Geez, do you suppose there's any connection between the fact that we here at
"A Way with Words" are racing to get ready for the show's brand -new season (about which
more here), and the fact that
both Grant and I are posting this week about various things with lots of caffeine?
Speaking of caffeine, in this
International Herald Tribune article by William Safire (in which Safire happens to quote Grant yet again as an expert source), Safire ponders the relationship between
Starbucks and the possessive
's."Yesterday, I picked up a pamphlet that proclaimed 'Starbucks commitment to social responsibility,' " writes Professor Henry Richardson of Georgetown University. "That's all very nice, but what about their commitment to the apostrophe?"

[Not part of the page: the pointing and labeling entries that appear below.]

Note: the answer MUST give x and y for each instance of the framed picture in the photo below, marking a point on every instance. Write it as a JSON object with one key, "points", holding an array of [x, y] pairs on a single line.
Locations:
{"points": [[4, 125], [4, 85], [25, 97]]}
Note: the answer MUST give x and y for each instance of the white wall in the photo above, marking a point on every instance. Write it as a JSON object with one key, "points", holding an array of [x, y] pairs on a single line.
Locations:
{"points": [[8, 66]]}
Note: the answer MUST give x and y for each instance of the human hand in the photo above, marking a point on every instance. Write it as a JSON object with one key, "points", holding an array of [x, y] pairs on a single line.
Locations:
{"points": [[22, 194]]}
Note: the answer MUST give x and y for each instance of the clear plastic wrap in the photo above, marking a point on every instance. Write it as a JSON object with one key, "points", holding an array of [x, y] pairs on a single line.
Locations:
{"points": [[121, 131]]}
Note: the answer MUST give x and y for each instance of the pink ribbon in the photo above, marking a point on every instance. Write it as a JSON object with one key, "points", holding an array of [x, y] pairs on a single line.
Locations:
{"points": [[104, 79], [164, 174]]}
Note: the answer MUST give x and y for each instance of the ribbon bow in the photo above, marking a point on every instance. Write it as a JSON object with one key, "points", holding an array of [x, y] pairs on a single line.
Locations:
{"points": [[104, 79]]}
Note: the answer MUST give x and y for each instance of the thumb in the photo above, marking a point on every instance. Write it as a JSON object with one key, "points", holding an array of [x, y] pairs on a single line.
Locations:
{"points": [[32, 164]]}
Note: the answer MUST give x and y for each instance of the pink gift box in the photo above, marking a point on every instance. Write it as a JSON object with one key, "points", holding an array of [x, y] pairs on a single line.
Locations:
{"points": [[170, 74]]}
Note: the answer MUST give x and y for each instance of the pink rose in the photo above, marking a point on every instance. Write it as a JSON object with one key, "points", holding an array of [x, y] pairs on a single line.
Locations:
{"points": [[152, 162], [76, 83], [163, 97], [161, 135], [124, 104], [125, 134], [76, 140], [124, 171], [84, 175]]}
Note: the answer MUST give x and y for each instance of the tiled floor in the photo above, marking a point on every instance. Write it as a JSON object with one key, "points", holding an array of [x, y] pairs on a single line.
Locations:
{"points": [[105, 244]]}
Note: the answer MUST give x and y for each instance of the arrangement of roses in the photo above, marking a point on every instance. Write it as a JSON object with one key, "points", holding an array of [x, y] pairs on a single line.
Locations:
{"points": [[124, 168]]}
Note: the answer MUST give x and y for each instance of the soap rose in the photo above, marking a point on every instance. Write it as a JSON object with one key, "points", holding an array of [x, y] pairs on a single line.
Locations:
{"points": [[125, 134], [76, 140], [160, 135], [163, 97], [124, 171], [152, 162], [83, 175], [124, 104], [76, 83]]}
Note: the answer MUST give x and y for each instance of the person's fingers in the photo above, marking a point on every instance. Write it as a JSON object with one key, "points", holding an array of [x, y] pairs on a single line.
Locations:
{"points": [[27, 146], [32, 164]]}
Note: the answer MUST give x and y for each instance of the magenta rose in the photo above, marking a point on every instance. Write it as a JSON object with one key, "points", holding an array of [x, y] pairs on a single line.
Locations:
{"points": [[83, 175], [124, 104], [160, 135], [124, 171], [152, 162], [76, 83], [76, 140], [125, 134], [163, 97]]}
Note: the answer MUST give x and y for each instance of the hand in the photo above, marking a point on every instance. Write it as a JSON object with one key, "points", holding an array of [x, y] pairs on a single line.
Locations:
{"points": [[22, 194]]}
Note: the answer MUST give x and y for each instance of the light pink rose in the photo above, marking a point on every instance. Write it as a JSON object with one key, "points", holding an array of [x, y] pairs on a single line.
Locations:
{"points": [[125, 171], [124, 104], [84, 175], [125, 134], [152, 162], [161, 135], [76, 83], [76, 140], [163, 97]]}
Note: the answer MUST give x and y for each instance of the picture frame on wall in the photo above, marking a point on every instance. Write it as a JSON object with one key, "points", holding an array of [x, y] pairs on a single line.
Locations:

In the advertising claim "Starbucks commitment," the commitment is the promise that belongs to Starbucks, and its possessive action calls for a punctuation mark that indicates that: an apostrophe. But this clear grammatical requirement runs into the "sounds funny" problem. To make it correct, you would write "Starbucks's," requiring the pronunciation "Starbucks-zzz." Of course, if the name of the chain were Starbuck's, (with an apostrophe, meaning "the place owned by a guy named Starbuck, like the character in 'Moby-Dick,' " then it would get a little tricky: Starbuck's's. That sounds as if you're fast asleep.
Right. But I don't see why you can't just write
Starbucks' with the apostrophe at the very end. A lot of authorities make exceptions in this case for certain important names, and punctuate their possessives that way -- including
Jesus and
Moses and
Socrates. As far as I'm concerned, anyone who supplies me with tasty, sippable caffeine falls into the same category.